Macabre duck think humor

« previous post | next post »

From the Chinese internet:

First duck:  Guàlú hǎo! 挂炉好!("Hanging ovens are good!")

Second duck:  Mènlú wěidà! 焖炉伟大!("Brasiers are great!")

Caption at the bottom of the cartoon:

Rénshēng zuìdà de bēi'āi mò guòyú:  nǐ běnlái shì yī zhī yāzi, nǎodai lǐ què mǎn shì Quánjùdé de sīwéi.  (Láizì wǎngluò)

人生最大的悲哀莫过于: 你本来是一只鸭子,脑袋里却满是全聚德的思维。(来自网络)

"The greatest sorrow in life is that, after all, you are a duck, yet your mind is full of Quanjude's way of thinking.  (From the internet)"

Note:  Quánjùdé 全聚德 is the most famous Peking (!) Duck restaurant in Beijing (!).

It's hard to wrap one's head around the logic of what the ducks are saying, but after thinking about it for a while, one can understand.  It's a devastating indictment of the human condition.

Selected readings

[h.t. Tong Wang]



7 Comments

  1. David said,

    May 18, 2020 @ 9:50 pm

    One particularly memorable duck-related witticism was in the 2001 Hong Kong film "My Life as McDull", on a similar theme, sung to the tune of Schubert's Moment Musical in F minor:

    但現實就似一隻鴨,吓吓一定要Duck。
    唔得!唔得!點算啦?點樣令隻雞變做鴨?

    Duck being a bilingual pun for the Cantonese 得 (yes; can; it's possible). Indeed how do you turn a chicken into a duck?

  2. Janet said,

    May 18, 2020 @ 11:58 pm

    Reminds me of an old American saying, about turkeys voting for Thanksgiving…which is oddly apropos of our current political situation.

  3. Dave said,

    May 19, 2020 @ 2:26 am

    some ducks are more equal than others: "the explanation was really very simple. The van had previously been the property of the knacker, and had been bought by the veterinary surgeon, who had not yet painted the old name out. That was how the mistake had arisen." (cf Russell's parable on the problem of induction)

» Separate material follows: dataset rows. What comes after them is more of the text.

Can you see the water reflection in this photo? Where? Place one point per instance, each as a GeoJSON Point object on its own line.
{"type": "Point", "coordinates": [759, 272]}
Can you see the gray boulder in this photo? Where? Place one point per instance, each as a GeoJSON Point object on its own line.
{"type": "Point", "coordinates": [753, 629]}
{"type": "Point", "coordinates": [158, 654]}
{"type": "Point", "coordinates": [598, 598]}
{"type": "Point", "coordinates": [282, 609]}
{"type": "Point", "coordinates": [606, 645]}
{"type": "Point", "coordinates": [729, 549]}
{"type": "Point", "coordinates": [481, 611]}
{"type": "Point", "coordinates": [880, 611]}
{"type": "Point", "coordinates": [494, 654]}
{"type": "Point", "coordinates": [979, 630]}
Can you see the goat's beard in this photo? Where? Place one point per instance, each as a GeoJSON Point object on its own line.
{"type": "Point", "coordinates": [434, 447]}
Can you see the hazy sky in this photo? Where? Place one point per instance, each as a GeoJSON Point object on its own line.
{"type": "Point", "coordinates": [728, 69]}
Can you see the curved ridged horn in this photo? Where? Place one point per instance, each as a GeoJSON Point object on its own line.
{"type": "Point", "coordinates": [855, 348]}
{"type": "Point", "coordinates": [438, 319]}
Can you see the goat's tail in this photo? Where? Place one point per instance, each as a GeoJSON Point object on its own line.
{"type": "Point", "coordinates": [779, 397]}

    Does this mean that automation (the substitution, at first, of brass for brawn, and later, of brass for brains) would be 燜齋鴨?

  4. Victor Mair said,

    May 19, 2020 @ 6:38 am

    From Conal Boyce:

    Wonderful! (And thank God for all the exegesis. Otherwise, I would have thought, "Am I looking at someone's attempt to write down Shanghainese or what?")

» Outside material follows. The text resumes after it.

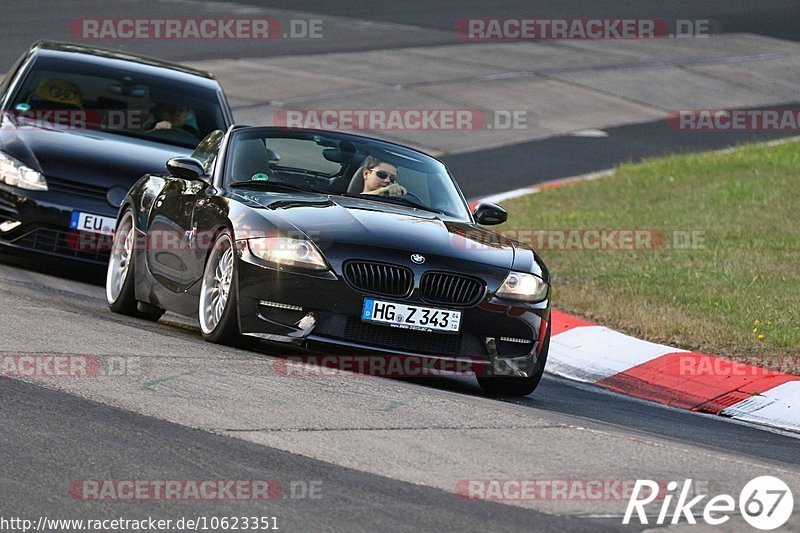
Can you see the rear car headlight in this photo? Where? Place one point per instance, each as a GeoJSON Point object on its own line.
{"type": "Point", "coordinates": [285, 251]}
{"type": "Point", "coordinates": [523, 287]}
{"type": "Point", "coordinates": [16, 174]}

    By a fun coincidence, just a few days ago, I had occasion to relate a scene from Moonlighting (a TV show of the 1980s) to my daughter, a scene that involves ducks. It goes like this:

    The main character, played by Bruce Willis, has a brother who appears rarely in his life, and when the estranged brother does appear, they immediately start fighting, to the extent that they are soon punching one another and even rolling on the floor wrestling. By way of explaining the relation to the other main character on the show (played by Cybill Shepherd), the Bruce Willis character says to her:

    "We're like two ducks in an oven."

  5. Cervantes said,

    May 19, 2020 @ 7:27 am

    Charlie the Tuna comes to mind.

  6. KeithB said,

    May 19, 2020 @ 8:46 am

    I think I have eaten in that restaurant. Is that the one where the staff wear the paper duck hats?

  7. Victor Mair said,

    May 19, 2020 @ 11:27 am

    From June Teufel Dreyer:

    The ducks at this, Beijing’s most renowned duck restaurant, are also featured in this 2012 satiric commentary. The propaganda outside urges the ducks to go into the restaurant, even though you can see them being slaughtered behind the wall.